There suffered also in this same persecution eight native priests of the Order, who appear to have made their noviciate in the Philippine Islands, and eight devout Tertiaries, of whom four were catechists, one was a doctor, another a tailor, and two were peasants. Faithful to their vocation, these holy members of the Third Order whilst in prison converted and baptized a hundred of their fellow-captives. Some of these native martyrs were subjected to the most horrible torments that oriental cruelty could devise; and one of the catechists, the Blessed Thomas Toan, naturally of a weak and irresolute character, when put to the torture, twice renounced the faith, and twice returned to it. After his second apostasy his remorse bordered on despair; but happily for him, there was in the same prison a priest (probably the Blessed Joseph Hien, O.P., afterwards a martyr) who consoled and absolved him. From that moment Blessed Thomas was filled with heroic courage, and at every fresh insult and torment did but repeat: “I have sinned against my God; He has forgiven me; henceforth I must be for ever faithful to Him.” He was starved to death in prison, passing to his reward June 27, 1840.

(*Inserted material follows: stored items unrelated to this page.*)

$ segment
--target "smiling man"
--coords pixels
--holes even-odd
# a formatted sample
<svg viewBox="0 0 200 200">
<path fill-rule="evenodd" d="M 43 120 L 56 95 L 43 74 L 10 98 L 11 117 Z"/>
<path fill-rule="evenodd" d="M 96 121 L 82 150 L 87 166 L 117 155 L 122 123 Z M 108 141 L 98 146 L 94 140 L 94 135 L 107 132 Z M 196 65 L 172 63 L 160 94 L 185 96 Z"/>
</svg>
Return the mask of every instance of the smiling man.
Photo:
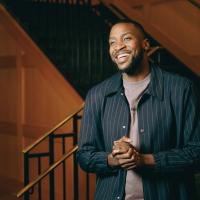
<svg viewBox="0 0 200 200">
<path fill-rule="evenodd" d="M 142 29 L 129 23 L 117 24 L 110 32 L 109 44 L 110 56 L 121 72 L 136 77 L 148 69 L 148 62 L 143 59 L 149 42 Z"/>
<path fill-rule="evenodd" d="M 119 72 L 92 88 L 81 123 L 80 166 L 97 175 L 96 200 L 196 200 L 199 103 L 186 78 L 150 65 L 137 22 L 110 31 Z"/>
</svg>

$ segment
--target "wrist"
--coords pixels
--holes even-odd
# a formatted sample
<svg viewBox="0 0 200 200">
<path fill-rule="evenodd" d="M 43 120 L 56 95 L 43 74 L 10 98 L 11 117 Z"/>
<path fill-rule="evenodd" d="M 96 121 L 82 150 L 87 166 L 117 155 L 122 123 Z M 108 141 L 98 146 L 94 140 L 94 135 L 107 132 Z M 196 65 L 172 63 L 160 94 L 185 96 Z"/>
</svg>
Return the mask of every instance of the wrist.
<svg viewBox="0 0 200 200">
<path fill-rule="evenodd" d="M 108 154 L 107 163 L 109 167 L 117 167 L 119 166 L 119 162 L 117 158 L 114 158 L 112 153 Z"/>
<path fill-rule="evenodd" d="M 139 159 L 140 166 L 149 166 L 153 167 L 155 165 L 155 160 L 152 154 L 140 154 L 140 159 Z"/>
</svg>

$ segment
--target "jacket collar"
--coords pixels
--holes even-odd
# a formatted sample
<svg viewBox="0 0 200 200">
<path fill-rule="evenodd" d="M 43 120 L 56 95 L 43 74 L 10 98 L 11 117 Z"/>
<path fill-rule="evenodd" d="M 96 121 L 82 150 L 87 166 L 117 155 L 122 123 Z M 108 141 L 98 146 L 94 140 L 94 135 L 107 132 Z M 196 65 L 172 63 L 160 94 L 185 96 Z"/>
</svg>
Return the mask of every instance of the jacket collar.
<svg viewBox="0 0 200 200">
<path fill-rule="evenodd" d="M 122 74 L 118 72 L 109 79 L 109 84 L 105 90 L 105 96 L 117 93 L 123 90 Z"/>
<path fill-rule="evenodd" d="M 151 81 L 146 93 L 163 99 L 163 71 L 158 66 L 151 66 Z"/>
<path fill-rule="evenodd" d="M 121 92 L 123 90 L 122 74 L 118 72 L 110 78 L 109 86 L 105 90 L 105 96 Z M 163 72 L 158 66 L 151 66 L 151 80 L 146 94 L 163 99 Z"/>
</svg>

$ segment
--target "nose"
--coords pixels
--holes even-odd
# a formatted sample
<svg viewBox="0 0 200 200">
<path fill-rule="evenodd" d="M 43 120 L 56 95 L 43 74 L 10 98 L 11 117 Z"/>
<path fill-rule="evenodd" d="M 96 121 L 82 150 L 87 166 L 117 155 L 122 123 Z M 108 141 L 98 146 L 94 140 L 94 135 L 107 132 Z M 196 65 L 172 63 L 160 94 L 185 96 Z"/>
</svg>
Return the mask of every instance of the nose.
<svg viewBox="0 0 200 200">
<path fill-rule="evenodd" d="M 115 46 L 115 50 L 119 51 L 119 50 L 121 50 L 123 48 L 125 48 L 124 42 L 123 41 L 118 41 L 117 44 L 116 44 L 116 46 Z"/>
</svg>

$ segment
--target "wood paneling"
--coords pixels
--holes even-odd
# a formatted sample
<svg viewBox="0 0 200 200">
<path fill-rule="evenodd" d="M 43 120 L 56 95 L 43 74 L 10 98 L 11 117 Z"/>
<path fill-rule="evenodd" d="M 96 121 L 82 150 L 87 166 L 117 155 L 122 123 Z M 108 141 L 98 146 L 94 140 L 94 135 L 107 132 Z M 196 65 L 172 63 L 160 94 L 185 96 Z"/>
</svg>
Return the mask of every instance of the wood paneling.
<svg viewBox="0 0 200 200">
<path fill-rule="evenodd" d="M 0 175 L 22 180 L 24 146 L 83 100 L 1 5 L 0 43 Z M 60 142 L 56 145 L 58 158 Z"/>
<path fill-rule="evenodd" d="M 13 64 L 13 65 L 11 65 Z M 0 121 L 17 121 L 17 69 L 13 59 L 0 64 Z"/>
<path fill-rule="evenodd" d="M 0 122 L 0 134 L 4 135 L 16 135 L 17 123 L 14 122 Z"/>
<path fill-rule="evenodd" d="M 0 68 L 16 67 L 16 56 L 15 55 L 0 55 Z"/>
</svg>

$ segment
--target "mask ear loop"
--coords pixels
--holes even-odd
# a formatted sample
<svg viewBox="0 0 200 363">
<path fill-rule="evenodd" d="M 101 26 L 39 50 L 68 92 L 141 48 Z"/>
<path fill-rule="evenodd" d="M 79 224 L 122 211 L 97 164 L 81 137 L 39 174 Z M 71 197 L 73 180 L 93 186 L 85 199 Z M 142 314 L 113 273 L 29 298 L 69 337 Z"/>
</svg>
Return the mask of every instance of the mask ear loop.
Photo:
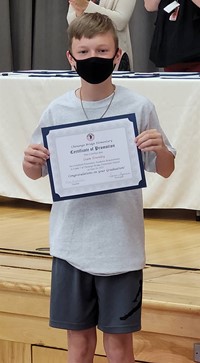
<svg viewBox="0 0 200 363">
<path fill-rule="evenodd" d="M 117 49 L 115 51 L 115 54 L 114 54 L 114 57 L 113 57 L 113 61 L 114 61 L 114 59 L 115 59 L 115 57 L 117 55 L 118 50 L 119 50 L 119 47 L 117 47 Z M 116 65 L 117 65 L 117 63 L 116 64 L 113 64 L 113 70 L 115 69 Z"/>
<path fill-rule="evenodd" d="M 69 54 L 71 55 L 71 57 L 73 58 L 73 60 L 75 60 L 75 62 L 77 62 L 77 59 L 73 56 L 73 54 L 71 53 L 70 50 L 69 50 Z"/>
<path fill-rule="evenodd" d="M 71 53 L 71 51 L 70 51 L 70 50 L 69 50 L 69 54 L 70 54 L 70 56 L 73 58 L 73 60 L 74 60 L 75 62 L 77 62 L 77 59 L 73 56 L 73 54 Z M 72 67 L 74 67 L 75 71 L 77 72 L 76 67 L 75 67 L 75 66 L 72 66 Z"/>
</svg>

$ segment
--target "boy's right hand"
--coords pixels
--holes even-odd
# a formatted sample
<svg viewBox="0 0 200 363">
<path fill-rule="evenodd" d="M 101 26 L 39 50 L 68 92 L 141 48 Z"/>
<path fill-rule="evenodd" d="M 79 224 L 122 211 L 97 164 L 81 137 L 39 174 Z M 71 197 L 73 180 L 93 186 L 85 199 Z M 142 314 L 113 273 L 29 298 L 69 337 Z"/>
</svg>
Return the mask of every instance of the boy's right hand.
<svg viewBox="0 0 200 363">
<path fill-rule="evenodd" d="M 24 151 L 23 169 L 31 179 L 42 175 L 42 166 L 49 159 L 49 151 L 43 145 L 32 144 Z"/>
</svg>

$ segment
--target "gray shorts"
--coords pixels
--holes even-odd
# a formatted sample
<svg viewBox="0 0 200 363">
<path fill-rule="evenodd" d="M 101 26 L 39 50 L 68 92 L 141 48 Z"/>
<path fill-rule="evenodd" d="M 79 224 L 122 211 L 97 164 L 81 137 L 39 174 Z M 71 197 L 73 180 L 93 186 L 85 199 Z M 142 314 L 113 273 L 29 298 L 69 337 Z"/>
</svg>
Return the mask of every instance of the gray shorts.
<svg viewBox="0 0 200 363">
<path fill-rule="evenodd" d="M 95 276 L 53 258 L 50 326 L 83 330 L 97 326 L 105 333 L 141 329 L 143 273 Z"/>
</svg>

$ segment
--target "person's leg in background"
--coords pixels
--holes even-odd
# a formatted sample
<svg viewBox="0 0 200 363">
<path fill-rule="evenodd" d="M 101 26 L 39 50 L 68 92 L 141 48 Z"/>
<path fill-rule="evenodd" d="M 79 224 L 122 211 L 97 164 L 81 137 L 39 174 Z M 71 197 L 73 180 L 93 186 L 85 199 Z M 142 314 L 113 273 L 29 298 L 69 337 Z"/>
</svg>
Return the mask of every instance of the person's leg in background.
<svg viewBox="0 0 200 363">
<path fill-rule="evenodd" d="M 172 64 L 164 70 L 165 72 L 200 72 L 200 61 Z"/>
</svg>

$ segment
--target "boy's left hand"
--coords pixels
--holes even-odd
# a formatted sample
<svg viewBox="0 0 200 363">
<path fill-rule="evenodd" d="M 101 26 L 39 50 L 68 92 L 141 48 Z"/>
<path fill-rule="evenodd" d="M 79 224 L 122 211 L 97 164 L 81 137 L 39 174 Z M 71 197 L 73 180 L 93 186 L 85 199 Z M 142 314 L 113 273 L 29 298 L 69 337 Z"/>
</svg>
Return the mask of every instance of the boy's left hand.
<svg viewBox="0 0 200 363">
<path fill-rule="evenodd" d="M 156 129 L 141 132 L 135 138 L 138 149 L 156 153 L 156 172 L 168 178 L 174 170 L 174 155 L 168 150 L 161 133 Z"/>
<path fill-rule="evenodd" d="M 135 142 L 138 149 L 142 151 L 154 151 L 158 153 L 163 148 L 166 148 L 161 133 L 156 129 L 141 132 L 141 134 L 135 138 Z"/>
</svg>

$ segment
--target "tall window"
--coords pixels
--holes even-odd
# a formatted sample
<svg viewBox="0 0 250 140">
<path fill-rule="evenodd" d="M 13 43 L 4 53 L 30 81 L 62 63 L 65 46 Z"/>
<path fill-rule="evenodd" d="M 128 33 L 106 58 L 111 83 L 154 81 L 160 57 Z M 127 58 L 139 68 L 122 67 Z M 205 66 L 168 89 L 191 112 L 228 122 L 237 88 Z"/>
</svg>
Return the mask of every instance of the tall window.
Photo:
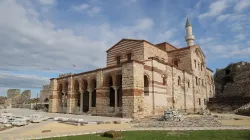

To these we must add three native secular priests belonging to the Vicariate and three soldiers. The soldiers, after having courageously undergone many sufferings for the faith for the space of a whole year, at length miserably consented to trample on the cross. There are some grounds for believing that they were not wholly responsible for the act, which was committed, so it is said, under the influence of a potion which had been administered to them. Be this as it may, the poor men were broken-hearted when they realised what they had done; and, as the governor refused to accept their retractation, two of them made their way to the king at Hue, boldly declared themselves to be Christians, and by his command were sawn asunder on board a ship. The third, who was too ill to travel, sent a written retractation by the hands of his comrades, and by the royal orders was strangled.

Prayers/Commemorations

First Vespers:
Ant. The souls of the Saints who followed in the footsteps of Christ rejoice in heaven: and because for love of Him they poured out their blood, therefore shall they reign forever with Christ.
V. Pray for us, Blessed Ignatius & Blessed Dominic with thy companions.
R. That we may be worthy of the promises of Christ.

Lauds:
Ant. These are the Saints, who for love of God despised the threats of men: the holy Martyrs triumph with the angels in the kingdom of heaven. O how precious is the death of the Saints, who constantly assist before the Lord and are not separated one from another!
V. Wonderful is God
R. In His Saints

Second Vespers:
Ant.
God will wipe every tear from the eyes of the Saints: and mourning there will be no more, neither weeping nor any sorrow because the former things have passed away.
V. Pray for us, Blessed Ignatius & Blessed Dominic with thy companions.
R. That we may be worthy of the promises of Christ.

Prayer
Let us Pray:
O God, who has designed to water the lands of the Annamites with the blood of Thy Blessed Bishops Ignatius and Dominic and their companions: grant by the intercession of such great martyrs that those regions may flourish with the true religion. Through Christ our Lord. Amen.